26
Jun

Bechard

La falsa explosión del vehículo, mitigó el sonido del cañonazo. Subía desorientada por la calle Obispo. Sus pasos, por la adoquinada calle habanera, la llevaban maquinalmente hasta el Floridita. Ya en la puerta dudó. Quedó paralizada al ver la patrulla policial detenida en la esquina, suscitando el recelo de uno de los guardias.

-¿Le ocurre algo?
-¿Podría decirme la hora?
-Las nueve.

Parecía como si algo fuera a suceder entre ambos, pero la dejó tranquila. Su ropa distaba de la elegancia que solía exhibirse en el Floridita. Aún temiendo que la echaran, entró. Soñó que encontraría lo que tanto ansiaba en aquel lugar y a esa hora. Diana nació hermosa. Su cuerpo se había formado voluptuoso y deseable, pero no encontró el amor. Ahora, con casi cuarenta años de edad, se desvivía por dejar atrás aquel vacío. Al no lograr introducirse en las viejas tradiciones orishas de su isla, rumió que si Dios olvidó bendecirla, quizás el demonio lo haría. Y comenzaron los sueños. En la barra, rebuscó en su monedero; con unos pocos centavos no le servirían nada. El camarero le entregó un vermouth.
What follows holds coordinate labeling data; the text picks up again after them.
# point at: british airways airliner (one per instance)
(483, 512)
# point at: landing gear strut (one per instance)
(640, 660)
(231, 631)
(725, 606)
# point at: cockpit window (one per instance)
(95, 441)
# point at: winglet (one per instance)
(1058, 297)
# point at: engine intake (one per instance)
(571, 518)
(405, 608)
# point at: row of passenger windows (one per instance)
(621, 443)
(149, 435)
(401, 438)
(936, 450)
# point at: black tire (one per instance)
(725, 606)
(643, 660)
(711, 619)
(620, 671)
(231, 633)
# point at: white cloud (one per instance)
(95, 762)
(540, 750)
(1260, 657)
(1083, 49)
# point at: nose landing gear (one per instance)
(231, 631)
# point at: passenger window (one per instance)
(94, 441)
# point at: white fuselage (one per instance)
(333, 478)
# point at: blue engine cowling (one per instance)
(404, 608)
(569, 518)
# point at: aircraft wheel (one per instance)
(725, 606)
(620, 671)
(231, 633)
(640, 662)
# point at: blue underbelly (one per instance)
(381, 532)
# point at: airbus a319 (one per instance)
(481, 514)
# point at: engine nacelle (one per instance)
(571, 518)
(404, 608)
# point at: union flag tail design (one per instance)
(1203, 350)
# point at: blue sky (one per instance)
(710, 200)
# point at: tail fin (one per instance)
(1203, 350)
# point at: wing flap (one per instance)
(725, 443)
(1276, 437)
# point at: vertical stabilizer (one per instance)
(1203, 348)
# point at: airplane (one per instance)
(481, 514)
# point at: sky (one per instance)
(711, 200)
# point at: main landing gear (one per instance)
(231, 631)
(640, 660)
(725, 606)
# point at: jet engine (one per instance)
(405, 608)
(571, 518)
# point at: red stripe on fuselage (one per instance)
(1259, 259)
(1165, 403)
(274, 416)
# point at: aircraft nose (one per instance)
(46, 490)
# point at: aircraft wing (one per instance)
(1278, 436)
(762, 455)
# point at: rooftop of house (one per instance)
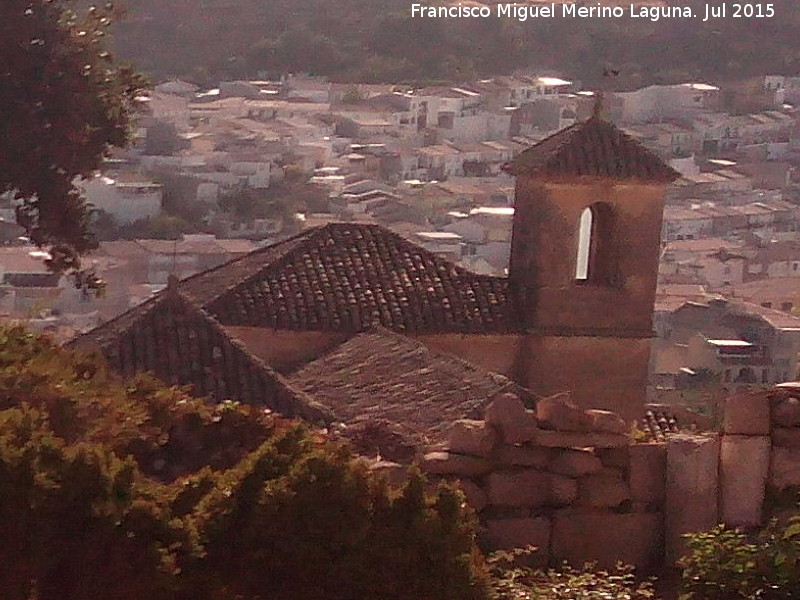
(380, 375)
(351, 277)
(180, 343)
(591, 149)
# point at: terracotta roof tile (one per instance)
(351, 277)
(591, 148)
(383, 376)
(182, 345)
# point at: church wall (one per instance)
(545, 252)
(600, 372)
(286, 350)
(496, 352)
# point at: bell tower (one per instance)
(584, 261)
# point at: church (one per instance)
(382, 321)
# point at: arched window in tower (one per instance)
(584, 245)
(594, 261)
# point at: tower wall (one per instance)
(544, 256)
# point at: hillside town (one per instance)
(218, 173)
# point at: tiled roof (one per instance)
(591, 148)
(351, 277)
(182, 345)
(383, 376)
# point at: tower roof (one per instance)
(594, 148)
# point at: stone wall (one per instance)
(565, 480)
(572, 483)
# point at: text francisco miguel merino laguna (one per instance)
(523, 12)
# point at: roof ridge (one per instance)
(189, 281)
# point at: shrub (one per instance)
(514, 582)
(728, 564)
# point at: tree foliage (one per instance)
(130, 490)
(63, 103)
(729, 564)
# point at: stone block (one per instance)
(605, 421)
(744, 467)
(507, 534)
(691, 489)
(449, 463)
(570, 439)
(786, 413)
(561, 414)
(476, 496)
(615, 457)
(527, 487)
(515, 423)
(522, 456)
(564, 490)
(606, 538)
(603, 491)
(471, 437)
(788, 437)
(747, 412)
(648, 472)
(575, 463)
(784, 470)
(395, 473)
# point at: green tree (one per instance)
(63, 103)
(130, 490)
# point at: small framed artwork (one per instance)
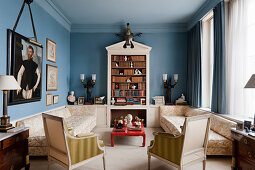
(52, 78)
(51, 50)
(48, 99)
(55, 99)
(80, 100)
(98, 100)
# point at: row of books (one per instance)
(128, 58)
(123, 93)
(121, 86)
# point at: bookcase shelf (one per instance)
(125, 65)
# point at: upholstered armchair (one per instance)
(185, 149)
(67, 150)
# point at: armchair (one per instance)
(67, 150)
(187, 148)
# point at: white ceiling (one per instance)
(134, 11)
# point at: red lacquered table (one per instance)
(129, 133)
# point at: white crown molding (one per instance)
(49, 7)
(146, 28)
(203, 10)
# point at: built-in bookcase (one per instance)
(128, 73)
(128, 77)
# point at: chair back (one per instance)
(196, 130)
(55, 135)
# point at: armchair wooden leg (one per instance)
(149, 161)
(104, 162)
(204, 164)
(49, 163)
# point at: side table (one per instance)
(14, 150)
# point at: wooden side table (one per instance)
(243, 156)
(14, 150)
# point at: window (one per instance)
(207, 60)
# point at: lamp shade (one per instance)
(175, 77)
(82, 76)
(94, 76)
(8, 82)
(251, 82)
(164, 77)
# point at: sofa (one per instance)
(220, 142)
(78, 120)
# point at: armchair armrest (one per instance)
(167, 146)
(83, 148)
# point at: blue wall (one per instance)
(46, 27)
(168, 55)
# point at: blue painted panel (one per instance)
(46, 27)
(168, 55)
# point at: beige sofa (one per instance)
(79, 119)
(220, 142)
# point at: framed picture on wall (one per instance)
(51, 50)
(52, 78)
(48, 99)
(55, 99)
(24, 62)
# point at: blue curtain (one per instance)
(194, 66)
(219, 68)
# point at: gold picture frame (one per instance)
(48, 99)
(51, 50)
(51, 78)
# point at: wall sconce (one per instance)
(90, 84)
(168, 85)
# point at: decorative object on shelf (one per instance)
(71, 98)
(7, 82)
(169, 86)
(90, 84)
(130, 101)
(133, 87)
(129, 118)
(48, 99)
(55, 99)
(121, 85)
(239, 125)
(131, 64)
(247, 125)
(121, 101)
(52, 78)
(80, 100)
(128, 37)
(51, 50)
(181, 101)
(159, 100)
(138, 72)
(142, 100)
(112, 101)
(99, 100)
(25, 64)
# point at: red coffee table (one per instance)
(129, 133)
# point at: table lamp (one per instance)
(251, 84)
(89, 85)
(7, 82)
(168, 85)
-Cortesía del caballero. -Le dijo, señalando detrás de ella.

Aquel hombre estaba acompañado por dos mujeres, que pavoneaban sus encantos. Antes de que nadie sospechara de la ilegalidad del encuentro, se aproximó.
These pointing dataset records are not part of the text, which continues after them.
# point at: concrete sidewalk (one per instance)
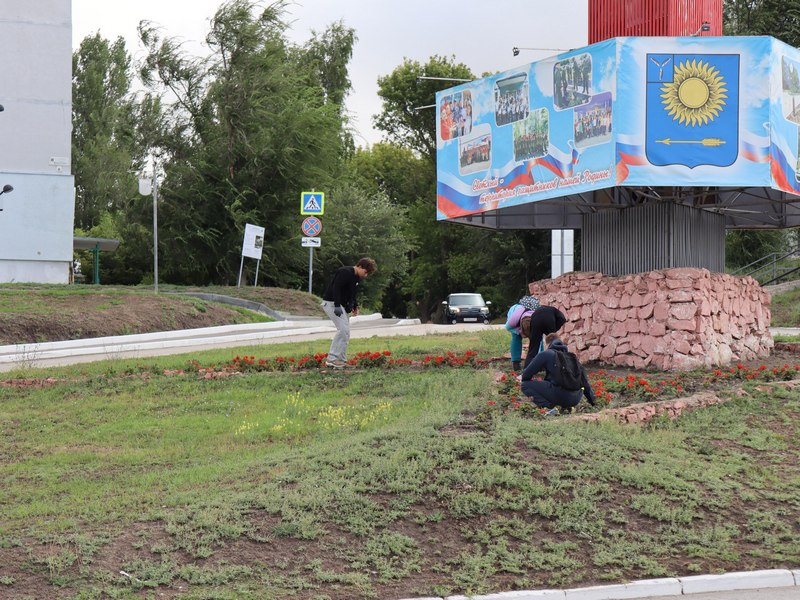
(775, 584)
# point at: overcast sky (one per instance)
(479, 33)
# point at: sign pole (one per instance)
(310, 267)
(155, 226)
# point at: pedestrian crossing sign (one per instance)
(312, 203)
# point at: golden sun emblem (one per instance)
(696, 94)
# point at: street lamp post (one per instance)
(6, 190)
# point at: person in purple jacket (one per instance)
(522, 309)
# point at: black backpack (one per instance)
(568, 371)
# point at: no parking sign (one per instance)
(311, 226)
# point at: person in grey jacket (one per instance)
(545, 393)
(338, 301)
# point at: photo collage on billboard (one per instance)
(572, 82)
(593, 121)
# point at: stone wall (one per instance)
(672, 319)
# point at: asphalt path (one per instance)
(192, 340)
(790, 593)
(296, 330)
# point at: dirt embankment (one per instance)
(40, 315)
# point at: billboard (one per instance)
(635, 111)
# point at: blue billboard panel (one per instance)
(694, 111)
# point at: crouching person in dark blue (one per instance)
(562, 386)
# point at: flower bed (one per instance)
(653, 394)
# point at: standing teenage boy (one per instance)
(339, 300)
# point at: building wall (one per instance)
(668, 319)
(36, 223)
(620, 18)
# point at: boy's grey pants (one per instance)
(339, 343)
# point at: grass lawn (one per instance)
(172, 478)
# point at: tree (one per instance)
(403, 117)
(103, 138)
(254, 124)
(782, 20)
(777, 18)
(359, 224)
(447, 257)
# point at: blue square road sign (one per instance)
(312, 203)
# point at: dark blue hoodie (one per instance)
(546, 361)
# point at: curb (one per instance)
(652, 588)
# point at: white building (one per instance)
(36, 221)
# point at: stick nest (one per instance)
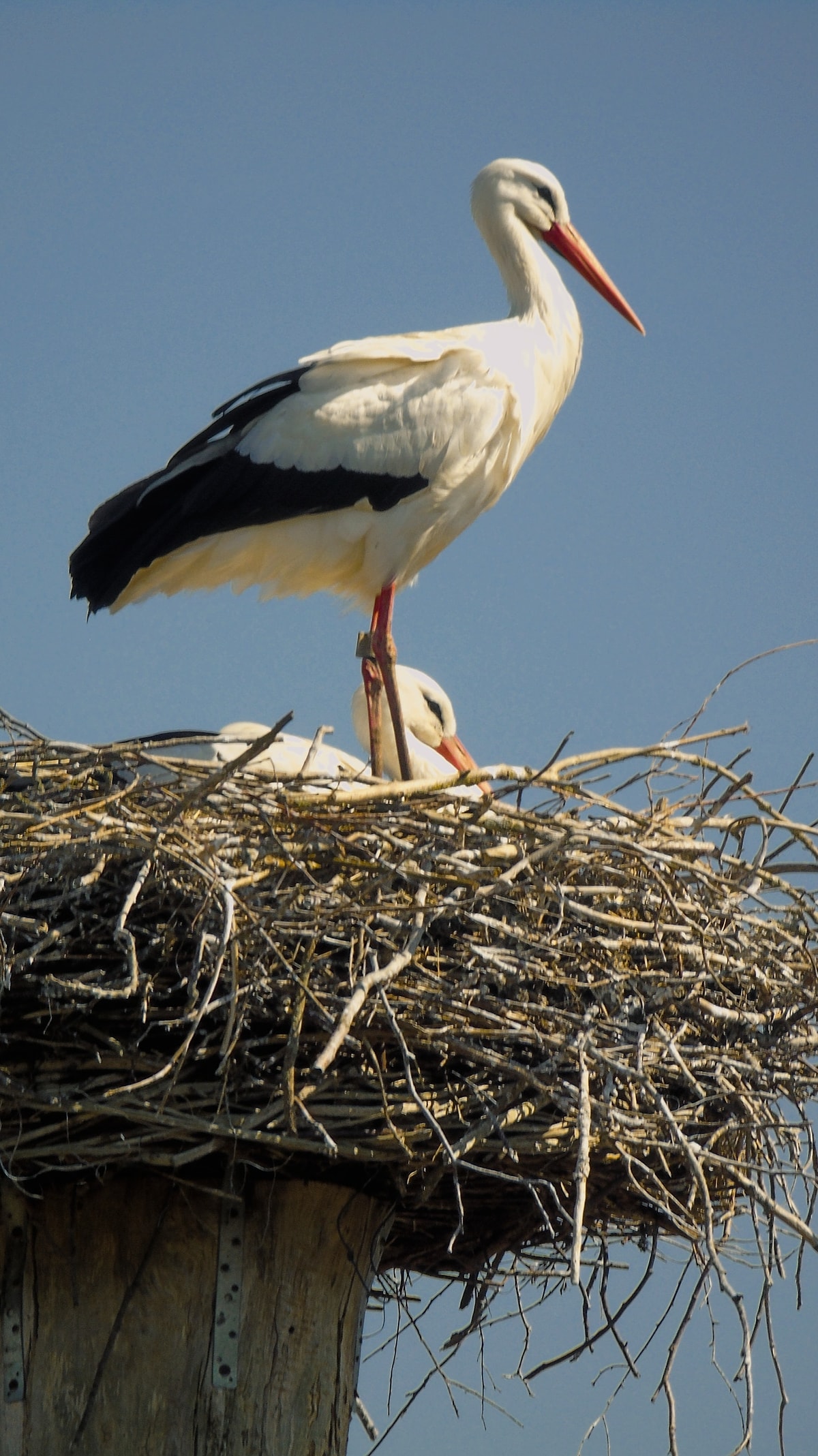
(514, 1024)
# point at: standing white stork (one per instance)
(354, 471)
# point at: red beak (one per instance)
(566, 241)
(457, 755)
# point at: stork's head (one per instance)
(511, 188)
(431, 728)
(529, 189)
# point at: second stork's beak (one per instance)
(569, 245)
(457, 755)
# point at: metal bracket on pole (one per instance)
(14, 1213)
(228, 1311)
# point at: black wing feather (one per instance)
(226, 493)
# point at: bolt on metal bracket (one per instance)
(14, 1215)
(228, 1310)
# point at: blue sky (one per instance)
(197, 194)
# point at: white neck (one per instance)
(532, 281)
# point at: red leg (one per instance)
(386, 657)
(373, 687)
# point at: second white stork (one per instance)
(354, 471)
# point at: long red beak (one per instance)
(566, 241)
(457, 755)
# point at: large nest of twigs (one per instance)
(513, 1018)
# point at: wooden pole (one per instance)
(124, 1286)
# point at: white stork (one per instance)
(428, 717)
(354, 471)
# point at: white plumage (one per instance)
(354, 471)
(431, 730)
-Tengo entendido que le interesa esto. -Sobre la mesa dejó un voluminoso paquete.
De cerca, el color cetrino del traje del caballero se confundía con el tono de su piel, en una extraña mezcla. Intentó alejarse presa del pánico, pero él la sujetó por la muñeca obligándole a sentarse.
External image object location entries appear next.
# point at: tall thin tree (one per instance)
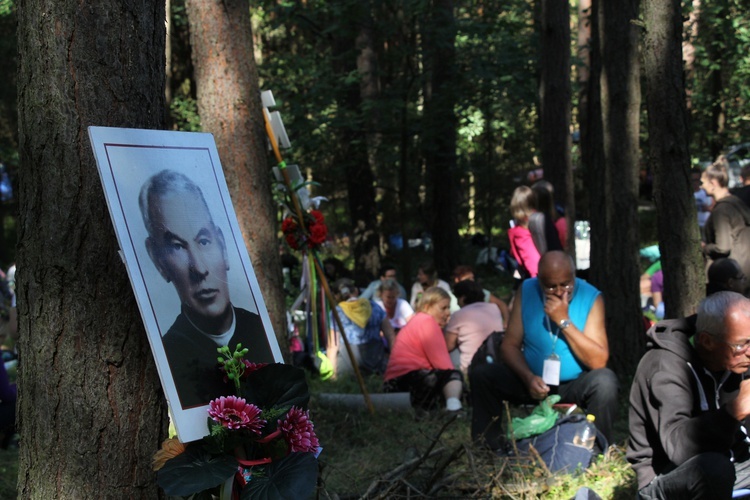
(229, 107)
(91, 411)
(620, 94)
(554, 100)
(439, 132)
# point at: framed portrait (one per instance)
(187, 262)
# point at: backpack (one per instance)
(556, 447)
(489, 351)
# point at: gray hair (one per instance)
(431, 296)
(713, 310)
(158, 185)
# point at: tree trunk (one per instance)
(230, 108)
(554, 101)
(679, 237)
(91, 411)
(352, 53)
(620, 101)
(439, 134)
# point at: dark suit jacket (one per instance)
(193, 357)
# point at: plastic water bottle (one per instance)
(587, 435)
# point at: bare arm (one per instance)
(512, 355)
(388, 332)
(589, 345)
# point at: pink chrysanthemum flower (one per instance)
(298, 431)
(234, 413)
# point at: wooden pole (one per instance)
(318, 268)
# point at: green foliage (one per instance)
(717, 87)
(7, 7)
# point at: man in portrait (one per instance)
(189, 251)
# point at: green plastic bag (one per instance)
(542, 418)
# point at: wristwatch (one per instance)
(564, 324)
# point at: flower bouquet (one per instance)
(312, 236)
(261, 442)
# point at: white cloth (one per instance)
(473, 324)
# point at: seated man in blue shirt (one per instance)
(556, 326)
(387, 272)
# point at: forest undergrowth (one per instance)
(392, 454)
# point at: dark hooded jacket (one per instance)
(677, 406)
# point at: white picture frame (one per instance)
(126, 160)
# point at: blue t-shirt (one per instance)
(539, 331)
(355, 334)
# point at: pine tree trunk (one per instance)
(555, 101)
(679, 236)
(353, 157)
(91, 411)
(230, 108)
(620, 105)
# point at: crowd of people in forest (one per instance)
(689, 399)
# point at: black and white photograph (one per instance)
(187, 262)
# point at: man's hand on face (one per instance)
(537, 388)
(740, 407)
(556, 307)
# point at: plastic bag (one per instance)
(542, 418)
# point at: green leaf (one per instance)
(277, 385)
(294, 476)
(195, 470)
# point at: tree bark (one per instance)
(91, 411)
(679, 237)
(592, 157)
(230, 108)
(554, 101)
(439, 134)
(620, 105)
-No menosprecie el poder del que le hago entrega. ¡Bechard acudirá! Esta carta contiene las palabras que lo traerán. Sólo debe conseguir un gallo para el sacrificio. El resto: la espada de Adonaii con la que marcar el lugar del conjuro, el carbón vegetal, y el pergamino virgen, lo encontrará aquí dentro.

Bien por la expresión de su rostro, o por la maliciosa forma de manosear a sus acompañantes, no dejó que el extraño alcahuete concluyera su discurso. Salió corriendo.

-Señorita, parece asustada.

De nuevo aquel guardia.

-¿Permite que la acerque hasta su casa?

Por la puerta del Floridita asomó un caballero acompañado por dos mujeres que, entre risas y besos, alborotaban la calle.